And being denied free, quality healthcare is the tip of the iceberg.

Our housing market is so terrible, people my age don’t expect to ever own homes. Food prices are rising, and our incoming president certainly isn’t going to make that any better. I mean, he was president already, so we know how terrible he is. In less than three weeks, we’re going to be dealing with more of the same old shit that got us here.

Since I was seven years old, my understanding of what constitutes doomsday-level thinking has changed a great deal. I can laugh in particular about how drastically my view of the prison system has shifted. As a kid, I was afraid of criminals. Now, I fully support prison abolition. I realize that the system targets the poor and marginalized, and profits on their labor and suffering in the prison-industrial complex. If I knew then what I know now, I’d be glad to expect the mass release of imprisoned people.

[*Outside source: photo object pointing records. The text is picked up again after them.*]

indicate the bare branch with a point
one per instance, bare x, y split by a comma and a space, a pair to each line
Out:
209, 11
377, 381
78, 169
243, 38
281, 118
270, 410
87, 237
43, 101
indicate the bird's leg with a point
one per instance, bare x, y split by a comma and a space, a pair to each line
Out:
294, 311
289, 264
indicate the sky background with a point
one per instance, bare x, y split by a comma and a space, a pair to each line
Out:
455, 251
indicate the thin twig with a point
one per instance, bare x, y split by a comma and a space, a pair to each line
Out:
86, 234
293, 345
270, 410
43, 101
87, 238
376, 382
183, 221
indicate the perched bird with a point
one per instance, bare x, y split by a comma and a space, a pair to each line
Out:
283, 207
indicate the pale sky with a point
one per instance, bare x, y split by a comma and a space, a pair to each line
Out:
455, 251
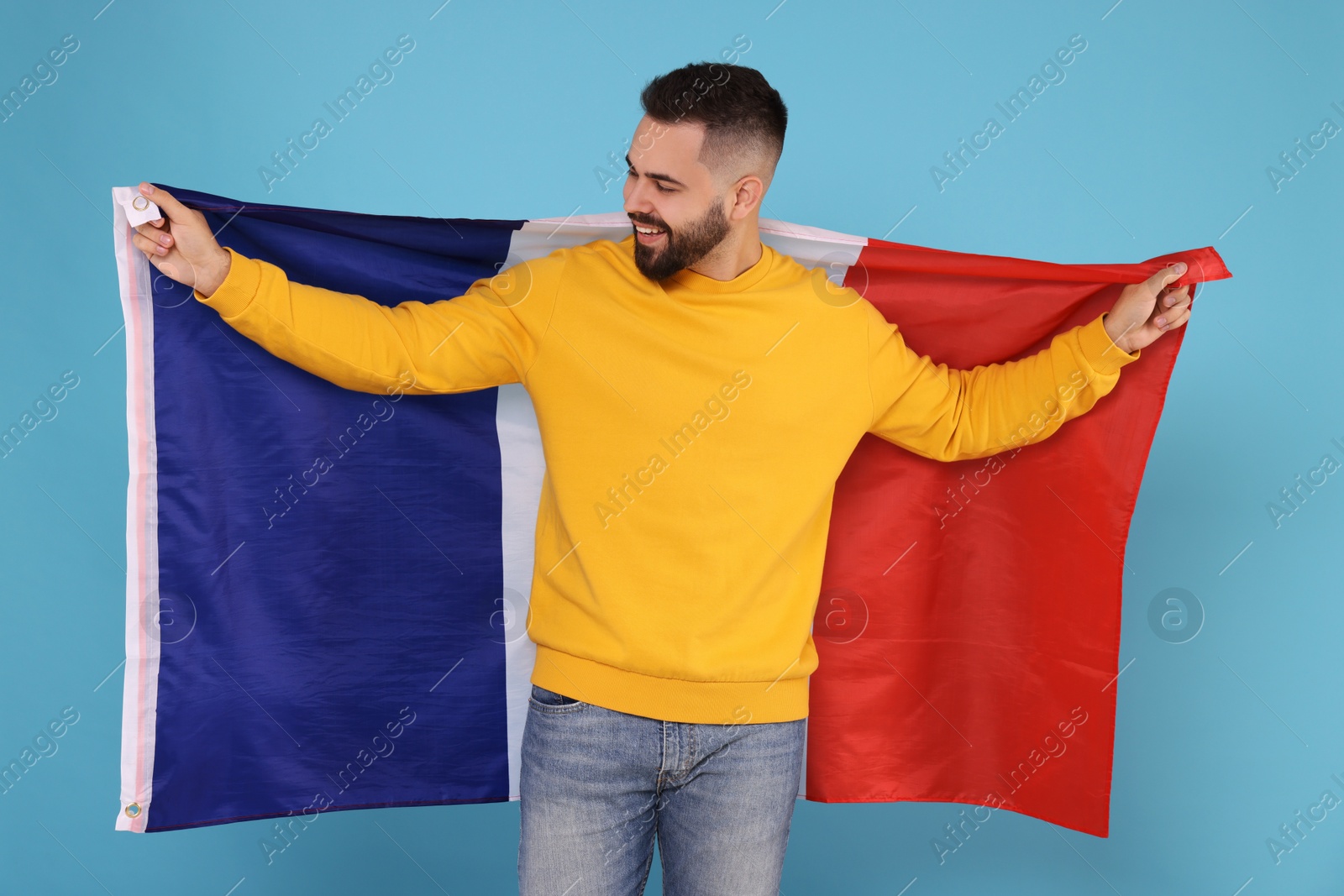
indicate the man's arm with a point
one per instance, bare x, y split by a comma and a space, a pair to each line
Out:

While it’s important that the year 2000 did not lead to the types of crashes predicted, I remember a different world than the one I know now. Climate change is upon us. My childhood had rainier springs and heavier winters. There used to be so many splattered insects on windshields, we’d have to scrub them frequently to see clearly. That is no longer true. Each year, our planet gets warmer and another collection of species goes extinct.

I don’t think it’s useful to fearmonger about instantaneous changes. However, I have seen a lot of change in my young life. Is my trepidation a lingering fear from 25 years ago? I don’t think so.

I no longer expect that the stroke of midnight on a new year will break a magical spell, so to speak. I no longer do extensive prepping for an impending apocalypse. Still, the changes of the past quarter century point to an undeniable shift toward a hotter climate and greater inequality.


Note: I haven’t been posting on any platforms in the past two months or so because it’s been painful for me to type due to a case of carpal tunnel. I had to drop several projects in November, and I’m slowly getting back into creating. Thank you all for your patience and support!